La valigia di Paolo Ruffini, prefetto del Dicastero per la comunicazione della Santa Sede, è piena di ricordi che restano nel cuore. Segni indelebili di un Papa come Francesco, che sul piano comunicativo «ci ha chiesto di accettare le sfide del nostro tempo, chiedendoci nello stesso tempo di restare umani». In una recente intervista al Sir racconta che «Papa Francesco ha sempre inteso la comunicazione come relazione. Tutti i suoi messaggi ci dicono che la comunicazione è un incontro vero con la persona, che non è mai un monologo, un messaggio a senso unico, tanto meno propaganda o proselitismo. Per lui la comunicazione è basata prima di tutto sull’ascolto, e non solo sulla capacità di portare un messaggio.

Secondo Francesco è essenziale l’empatia con le persone, il farsi carico dell’altro, di chiunque mi si presenti davanti». Negli ultimi messaggi per la Giornata mondiale elle comunicazioni sociali, Bergoglio ha insistito sulla “cultura digitale”, mettendo tuttavia l’accento sui pericoli di una sorta di disumanizzazione, nei rapporti personali. «Il Papa ha sempre provato a non aver paura di forme nuove di comunicazione, come le nuove tecnologie, ma non ha mai neanche smesso di pensare che il nostro intelletto e il nostro cuore sono legati e non possono essere delegati ad una macchina. La rete, le nuove tecnologie, l’intelligenza artificiale sono invenzioni geniali dell’uomo, e noi non possiamo pensare di vivere in un altro tempo diverso dal nostro.
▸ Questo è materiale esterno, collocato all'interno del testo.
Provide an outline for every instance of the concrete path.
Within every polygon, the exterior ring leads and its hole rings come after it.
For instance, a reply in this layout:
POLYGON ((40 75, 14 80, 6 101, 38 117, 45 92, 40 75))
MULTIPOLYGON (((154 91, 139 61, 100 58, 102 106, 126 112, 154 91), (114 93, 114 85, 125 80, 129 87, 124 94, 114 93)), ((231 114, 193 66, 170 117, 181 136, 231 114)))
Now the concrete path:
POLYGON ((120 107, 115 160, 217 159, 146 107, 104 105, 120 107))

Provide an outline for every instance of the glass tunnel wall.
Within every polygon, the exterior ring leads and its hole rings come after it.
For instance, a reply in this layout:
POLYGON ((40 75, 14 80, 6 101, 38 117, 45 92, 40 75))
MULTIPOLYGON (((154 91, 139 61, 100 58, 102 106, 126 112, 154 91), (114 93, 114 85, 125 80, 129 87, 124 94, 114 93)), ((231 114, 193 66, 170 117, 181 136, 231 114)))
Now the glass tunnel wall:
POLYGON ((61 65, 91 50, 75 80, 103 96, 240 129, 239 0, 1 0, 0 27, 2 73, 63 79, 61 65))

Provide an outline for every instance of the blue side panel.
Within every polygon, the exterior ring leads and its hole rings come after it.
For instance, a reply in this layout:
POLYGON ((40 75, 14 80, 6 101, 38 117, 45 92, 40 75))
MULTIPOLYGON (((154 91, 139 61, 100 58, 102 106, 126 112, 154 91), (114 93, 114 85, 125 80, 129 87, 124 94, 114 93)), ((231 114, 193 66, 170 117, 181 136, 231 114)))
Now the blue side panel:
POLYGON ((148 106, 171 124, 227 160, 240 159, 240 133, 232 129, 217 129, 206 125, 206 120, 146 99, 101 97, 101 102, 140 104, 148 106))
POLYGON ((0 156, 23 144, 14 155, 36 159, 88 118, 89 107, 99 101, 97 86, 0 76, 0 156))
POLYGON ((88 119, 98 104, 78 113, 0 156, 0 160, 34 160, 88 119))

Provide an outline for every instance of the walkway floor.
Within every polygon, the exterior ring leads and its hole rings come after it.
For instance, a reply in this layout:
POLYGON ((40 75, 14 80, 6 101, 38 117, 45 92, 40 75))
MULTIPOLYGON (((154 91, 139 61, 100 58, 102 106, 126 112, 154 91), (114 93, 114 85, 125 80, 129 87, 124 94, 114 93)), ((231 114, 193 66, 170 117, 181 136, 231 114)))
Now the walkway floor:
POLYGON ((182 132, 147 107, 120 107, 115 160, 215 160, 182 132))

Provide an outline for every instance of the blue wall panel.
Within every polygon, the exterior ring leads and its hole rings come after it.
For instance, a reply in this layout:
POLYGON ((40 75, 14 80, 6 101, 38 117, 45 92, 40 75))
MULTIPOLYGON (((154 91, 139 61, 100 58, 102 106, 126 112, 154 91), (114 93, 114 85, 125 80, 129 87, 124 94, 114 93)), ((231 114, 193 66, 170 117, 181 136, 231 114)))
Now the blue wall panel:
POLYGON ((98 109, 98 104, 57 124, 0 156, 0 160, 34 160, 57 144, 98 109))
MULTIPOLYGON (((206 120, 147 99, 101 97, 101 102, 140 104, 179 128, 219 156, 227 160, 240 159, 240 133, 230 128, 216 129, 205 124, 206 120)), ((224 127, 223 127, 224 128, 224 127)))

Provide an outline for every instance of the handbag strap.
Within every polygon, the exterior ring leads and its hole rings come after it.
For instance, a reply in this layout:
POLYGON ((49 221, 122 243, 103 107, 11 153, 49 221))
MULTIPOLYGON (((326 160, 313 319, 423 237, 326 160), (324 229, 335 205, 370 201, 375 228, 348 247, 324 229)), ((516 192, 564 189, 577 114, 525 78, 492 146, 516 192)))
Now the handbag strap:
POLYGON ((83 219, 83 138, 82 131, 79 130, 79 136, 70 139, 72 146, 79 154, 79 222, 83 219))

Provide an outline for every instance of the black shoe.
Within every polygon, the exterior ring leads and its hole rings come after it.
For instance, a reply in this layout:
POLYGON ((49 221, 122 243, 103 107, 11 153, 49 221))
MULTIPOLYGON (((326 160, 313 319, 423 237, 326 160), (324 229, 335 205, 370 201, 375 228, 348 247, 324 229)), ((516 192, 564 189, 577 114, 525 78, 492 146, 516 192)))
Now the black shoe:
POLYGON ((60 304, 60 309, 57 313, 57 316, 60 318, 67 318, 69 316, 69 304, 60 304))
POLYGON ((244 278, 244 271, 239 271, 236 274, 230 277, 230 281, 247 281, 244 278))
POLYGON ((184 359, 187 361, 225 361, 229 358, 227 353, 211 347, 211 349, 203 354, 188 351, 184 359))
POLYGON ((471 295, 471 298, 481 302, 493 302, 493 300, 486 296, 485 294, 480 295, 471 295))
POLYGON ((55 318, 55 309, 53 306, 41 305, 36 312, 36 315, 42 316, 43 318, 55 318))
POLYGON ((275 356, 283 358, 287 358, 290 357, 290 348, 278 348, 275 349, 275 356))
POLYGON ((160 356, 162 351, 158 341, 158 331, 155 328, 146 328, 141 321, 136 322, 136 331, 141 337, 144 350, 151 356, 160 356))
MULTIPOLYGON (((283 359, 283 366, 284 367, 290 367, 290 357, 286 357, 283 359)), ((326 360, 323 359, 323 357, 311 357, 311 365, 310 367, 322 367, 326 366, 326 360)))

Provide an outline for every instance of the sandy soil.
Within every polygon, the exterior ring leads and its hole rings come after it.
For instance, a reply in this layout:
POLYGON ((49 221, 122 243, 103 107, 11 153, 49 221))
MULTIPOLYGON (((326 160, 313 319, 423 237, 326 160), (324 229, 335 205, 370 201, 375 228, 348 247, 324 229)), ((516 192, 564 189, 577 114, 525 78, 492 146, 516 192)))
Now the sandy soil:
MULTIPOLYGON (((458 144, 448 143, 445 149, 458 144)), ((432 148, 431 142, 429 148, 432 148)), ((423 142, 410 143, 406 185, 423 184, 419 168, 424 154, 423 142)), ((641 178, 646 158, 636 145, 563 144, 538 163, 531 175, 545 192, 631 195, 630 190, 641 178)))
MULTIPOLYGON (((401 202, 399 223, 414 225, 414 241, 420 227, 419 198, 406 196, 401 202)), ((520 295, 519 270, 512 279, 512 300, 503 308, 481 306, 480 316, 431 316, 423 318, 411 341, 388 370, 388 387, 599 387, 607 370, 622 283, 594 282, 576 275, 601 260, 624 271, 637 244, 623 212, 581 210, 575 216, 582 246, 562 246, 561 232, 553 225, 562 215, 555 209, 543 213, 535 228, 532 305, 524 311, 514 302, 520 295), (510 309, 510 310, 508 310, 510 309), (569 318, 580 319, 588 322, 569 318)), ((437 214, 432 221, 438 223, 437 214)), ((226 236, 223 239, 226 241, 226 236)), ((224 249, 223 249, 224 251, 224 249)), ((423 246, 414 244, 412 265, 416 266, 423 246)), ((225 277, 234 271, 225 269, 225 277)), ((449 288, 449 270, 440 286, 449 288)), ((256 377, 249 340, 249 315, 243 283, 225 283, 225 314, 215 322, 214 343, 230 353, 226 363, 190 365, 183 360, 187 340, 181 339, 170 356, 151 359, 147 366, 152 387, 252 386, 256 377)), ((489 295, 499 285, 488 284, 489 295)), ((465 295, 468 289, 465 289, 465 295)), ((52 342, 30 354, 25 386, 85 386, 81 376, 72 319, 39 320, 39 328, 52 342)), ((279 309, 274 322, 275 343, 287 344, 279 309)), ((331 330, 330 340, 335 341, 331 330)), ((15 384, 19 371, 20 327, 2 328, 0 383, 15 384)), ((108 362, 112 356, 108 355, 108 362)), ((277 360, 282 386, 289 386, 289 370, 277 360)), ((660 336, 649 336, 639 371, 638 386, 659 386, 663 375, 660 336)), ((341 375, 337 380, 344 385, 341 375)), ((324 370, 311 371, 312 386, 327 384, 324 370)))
Quello che bisogna combattere, però, per il Papa, non è l’intelligenza artificiale, ma la stupidità umana: dobbiamo guidare l’intelligenza artificiale e non esserne guidati. Ci ha chiesto di accettare le sfide del nostro tempo, chiedendoci nello stesso tempo di restare umani: si può sintetizzare così l’atteggiamento di Francesco nei confronti dei progressi tecnologici in materia di comunicazione. L’errore più grande sarebbe quello di volerci separare dalla nostra umanità, e quindi da Dio, pensando di delegare a una macchina – che non è generativa, ma compilativa – la nostra visione del mondo».

Anche il modo di vivere la sofferenza è stato un modo di comunicare un messaggio al mondo, per Papa Francesco, che nel suo testamento ha rivelato di aver offerto l’ultima parte della sua vita per la pace. «A più riprese il Papa ha esortato a disarmare i cuori, ad utilizzare una comunicazione disarmata. Anche il modo in cui ha vissuto l’esperienza della fragilità è stato un modo per reinsegnare a tutti che accettare la sofferenza è già un modo per superarla. I suoi discorsi per la pace e contro la guerra sono una lezione di memoria e di storia, in cui ha ribadito, sulla linea del magistero dei papi che l’hanno preceduto, che solo insieme si può trovare la strada per superare le difficoltà, non odiandosi ma essendo capaci di relazionarsi anche con i nemici».


PER APPROFONDIRE: Addio Papa Francesco: ora tocca a noi…


«Se la comunicazione è vissuta solo in termini di sconfitta e di vittoria, la vittoria diventa fallimentare, perché peggiora i problemi invece di risolverli. Una comunicazione tutta basata sul paradigma della guerra, che esclude parole come il perdono o la pace, si sbriciola presto».